As these companies raised hundreds of millions of dollars to fuel their expansion, they put their effort into spreading their gospel of ordering low-cost food. To bolster use of these apps, delivery platforms drowned potential diners in promotions, minimizing the costs to the consumer and making it easier to form the habit. They subsidized the “true” cost of delivery, making it cheap for consumers while squeezing restaurants with high fees and pocketing courier tips. They’ve used their money to fund a “convenience culture,” training us to expect what we want, when we want it: With millions of dollars in the bank, they perpetuated a distorted business model rooted in consumer convenience while also barring competitors from implementing models that were more restaurant-friendly.

By limiting a consumer’s contact with the restaurant, the consequences of those app taps are effectively out of sight and out of mind. You tap a button when you’re craving lunch, and in another part of the city, hourly (or gig) workers are dispatched to craft your order to perfection and deliver it in a well-packaged, efficient manner. And once the food arrives, consumers typically aren’t thinking about the care or experience of what went into making or delivering that food — all that’s on their mind is consuming what was just delivered.

What you have then are the makings of a new form of indentured servitude: essential workers who, as hourly workers, can’t really afford to stay home anyway and struggling small-business owners who for decades have been at the mercy of mega-funded tech platforms (even comparing their dependency on the apps to crack cocaine). They are the ones on the frontlines, and when it comes to the people literally running out and making those deliveries, they are disproportionately Black, brown, and Asian, and according to one San Francisco-based study, make an average of $26,000 a year.

Ultimately, that’s what the entire food delivery experience is about: minimizing the number of clicks we need to get meals into our mouths, while also minimizing any semblance of human interaction along the way. The pandemic has only accentuated the divide between those on the frontlines and those who can work from home. With the technology and habits bred by convenience culture, it’s easy to overlook that we are essentially asking those with the least to sacrifice the most. But that’s been the third-party strategy all along — squeeze the restaurants and couriers, no matter the cost.
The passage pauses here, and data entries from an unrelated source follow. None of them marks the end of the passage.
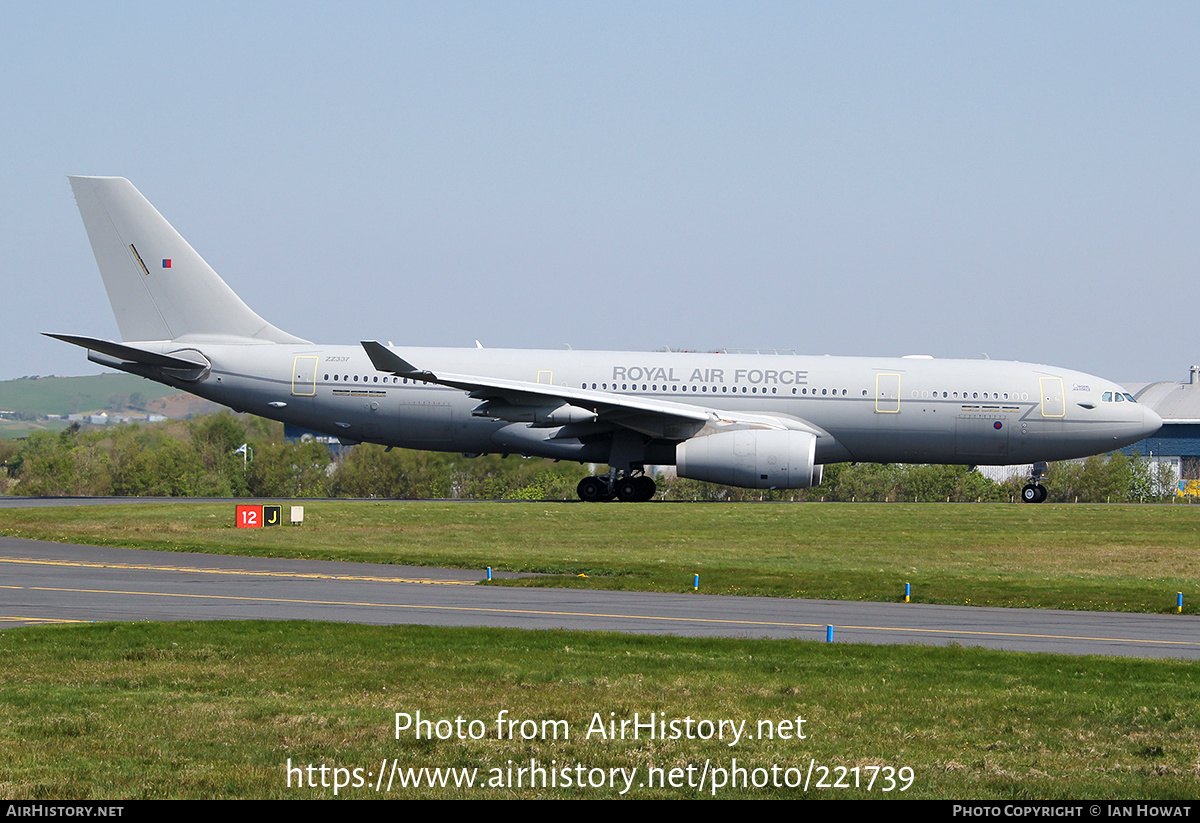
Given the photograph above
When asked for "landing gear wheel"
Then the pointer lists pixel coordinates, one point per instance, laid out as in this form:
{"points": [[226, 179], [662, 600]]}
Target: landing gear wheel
{"points": [[629, 490], [592, 490], [646, 488]]}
This third-party delivery ecosystem has caused death by a thousand cuts for restaurants for the past two decades. As fees have ratcheted up, restaurants have been fighting a losing battle: What used to be a 5 percent per order fee for restaurants in the early 2000s rose to 15 percent by 2010 and stands closer to 30 percent today. It’s now at the point where Silicon Valley is dreaming up new real estate scenarios that would allow restaurants to actually make money on delivery — by housing them in separate ghost kitchen spaces, as opposed to in their brick-and-mortar restaurants — instead of actually fixing the underlying problems in the business model.

But consumers can help. It comes down to deciding whether we actually care about the things we purport to care about. Do we have it in us to pick up the phone? Or to go through the “hassle” of entering our email address and payment details when ordering directly from the restaurant? Are we willing to put in a little bit more work and overcome the barriers we’ve put between ourselves and our community?

I tried once (unsuccessfully) with FoodtoEat. I couldn’t convince consumers back in 2011 to make the switch to a more equitable model for food delivery, and needed to transition my entire business to corporate catering just to survive. It’s clear that there’s no silver bullet that will undo a decade’s worth of widening inequality.

Instead, we can start by recognizing how we got here. How our need for fast meals at low prices displaced an entire industry while pushing hourly workers to become our own personal couriers. Once we look in the mirror, we can start taking the right steps to restore some of the dignity and equality that’s been stripped away by a decade of growth and mass convenience.

Deepti Sharma is the founder of FoodtoEat, which recently launched #IMadeYourFood, a campaign to humanize the people behind every food order.